Sud du Liban vidé par les bombardements israéliens, Croix-Rouge met en garde
Sud du Liban : bombardements intensifs, déplacements massifs et alerte de la Croix‑Rouge
Bombardements intensifs dans le sud du Liban poussent des milliers à fuir; au moins 16 morts. La Croix-Rouge alerte sur une crise humanitaire aggravée.
Le sud du Liban se vide sous l’effet d’une nouvelle intensification des frappes, alors que les autorités locales font état d’au moins 16 morts et de dizaines de blessés et que la Croix‑Rouge tire la sonnette d’alarme sur une détérioration rapide de la situation humanitaire. Les ordres d’évacuation généralisés et les attaques touchant des zones résidentielles et des axes routiers ont contraint des milliers d’habitants à fuir vers le nord, tandis que les perspectives diplomatiques restent fragiles.
Bilan des victimes et circonstances des frappes
Les autorités sanitaires libanaises ont communiqué un bilan provisoire d’au moins 16 personnes tuées et 58 blessées après plusieurs raids dans le sud du pays. Parmi les victimes figurent six membres d’une même famille, tués lors d’une frappe de drone sur l’autoroute d’Adloun, voie principale reliant Sidon à Tyr, alors qu’ils tentaient de fuir à l’aube. Des frappes ont également touché des bâtiments résidentiels et des lieux publics, provoquant des incendies et compliquant l’intervention des équipes de secours.
Ordres d’évacuation et mouvements de population
Les forces israéliennes ont émis des ordres de déplacement couvrant de larges secteurs du sud, notamment la ville de Tyr et ses environs, en invitant les civils à se rapprocher du nord de la rivière Zahrani, à quelque 40 kilomètres de la frontière israélienne. Ces consignes, relayées sur des plateformes numériques et accompagnées d’indications sur des immeubles ciblés, ont déclenché des départs massifs. Des témoins décrivent des axes routiers saturés et des quartiers désormais désertés, la population craignant des frappes supplémentaires.
Cibles militaires revendiquées et conséquences pour les forces libanaises
L’armée israélienne affirme viser des infrastructures liées au Hezbollah, tandis que l’armée libanaise rapporte que ses positions ont également été touchées. Un soldat libanais a été tué dans la région de Nabatieh lors d’une frappe, et d’autres militaires ont trouvé la mort ces derniers jours dans le sud et dans l’ouest de la vallée de la Bekaa. Les attaques contre des sites militaires et des zones proches d’installations civiles multiplient les risques d’escalade et compliquent la sécurité sur le terrain.

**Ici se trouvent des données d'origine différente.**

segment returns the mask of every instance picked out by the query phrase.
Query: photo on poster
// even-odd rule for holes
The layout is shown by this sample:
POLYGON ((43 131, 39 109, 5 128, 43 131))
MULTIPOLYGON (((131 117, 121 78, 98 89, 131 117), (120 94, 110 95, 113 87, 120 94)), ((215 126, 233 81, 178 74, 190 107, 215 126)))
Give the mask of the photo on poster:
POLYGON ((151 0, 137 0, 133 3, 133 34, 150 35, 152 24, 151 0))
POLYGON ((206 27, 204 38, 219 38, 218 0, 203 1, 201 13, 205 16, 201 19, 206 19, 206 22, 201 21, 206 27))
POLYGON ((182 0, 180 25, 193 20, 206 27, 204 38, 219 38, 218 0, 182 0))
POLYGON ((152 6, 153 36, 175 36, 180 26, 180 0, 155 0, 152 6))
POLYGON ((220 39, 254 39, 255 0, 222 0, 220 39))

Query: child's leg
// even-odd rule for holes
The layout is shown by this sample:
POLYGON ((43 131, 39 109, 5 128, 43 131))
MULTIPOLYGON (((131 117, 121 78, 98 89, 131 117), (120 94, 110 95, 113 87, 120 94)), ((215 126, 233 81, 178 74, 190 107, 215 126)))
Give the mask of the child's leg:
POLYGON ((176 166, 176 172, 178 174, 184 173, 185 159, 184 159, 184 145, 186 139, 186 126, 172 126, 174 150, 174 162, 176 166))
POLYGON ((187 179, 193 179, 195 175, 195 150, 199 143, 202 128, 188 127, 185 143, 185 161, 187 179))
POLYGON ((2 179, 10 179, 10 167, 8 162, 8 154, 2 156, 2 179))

Situation à Tyr et témoignages de terrain
La ville de Tyr a subi des frappes nocturnes qui ont endommagé un immeuble et un café, déclenchant des incendies et obligeant les secours à fouiller les décombres à la recherche de victimes. Des journalistes présents sur place décrivent des attaques quasi incessantes, avec plus d’une douzaine de frappes signalées depuis minuit certaines nuits. En l’espace de 24 heures, la ville est devenue pour l’essentiel vide, ses habitants ayant choisi de partir en masse pour échapper aux bombardements.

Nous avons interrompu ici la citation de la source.